January 1st, 2006 at 03:48 am

Well not only did I spend all my savings, I also charged up the stupid new credit card I just got. Plus I bought my son the dirt bike he wanted. I am a complete idiot.

My daughter is paying her car payment and insurance but always late, which is still cutting into my plans. I talked to a few lenders, and they seem to believe that if I got a HELOC, I could pay off the credit card, car and the dirt bike. The payment would only be about $200 per month. Which would also mean that I would be able to take the daughter off of my auto insurance and let her get her own. I talked to the daughter and I told her I would have her sign a promissary note and that she would pay me back a minimum of $100 per month until the car was paid for. Even if she didn't pay, I'd still be better off than I am now. I am constantly worried that I'm going to have to pay the entire car payment and insurance which is about $500 per month. I've had to pay it in the past.
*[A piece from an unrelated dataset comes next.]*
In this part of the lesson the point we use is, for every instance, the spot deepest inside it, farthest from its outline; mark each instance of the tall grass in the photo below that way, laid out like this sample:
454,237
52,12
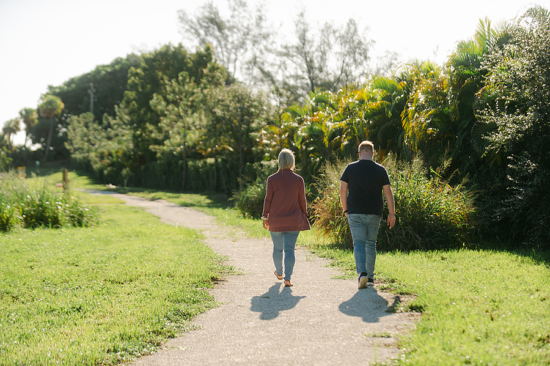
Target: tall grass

My younger kids were approved for Kaiser starting tomorrow. My daughter got her own insurance which is Aetna. It is a lot better than what I have for myself. She pays $34 per month.

I had a wonderful Christmas. On the Thursday before Christmas I found out that I didn't have cancer. WHOOPEE! I'm still having issues, so I'm going to have another procedure done to try to correct it, so we'll see how it goes.

I interviewed for a new job. I totally blew the oral part, I do feel that I did the rest alright. It was a long drive home. The job would be worth it if I didn't have to work overtime anymore. I'm worried about the travel that is involved. Spoke to the kids and they said they would be okay.

My idiot ex called my son and said he was planning on coming out for Christmas, but because no one called him back, he changed his plans. Now mind, he said this to his 14 year old son. The jerk. First of all, he didn't even call me. When my son told me (very accusingly because "I" didn't call him back), I was infuriated. I looked my precious boy right in the face and said, "If your dad wants to come here and visit you he doesn't need my permission." I never even went into the "what message" and "liar - liar" games. I thought I did very well.
He told my son he is working up in Oregon. I wish he would help out a little. Not much, maybe just pay for the kids' bus passes or something. Those are $150 each. I have to buy 3.

My boys are growing so fast. My oldest is 16 and now is 6'1". I think this year he needed new pants and new shoes almost every month. If my 15 year keeps up with his brother I'm really going to be in a real mess next year.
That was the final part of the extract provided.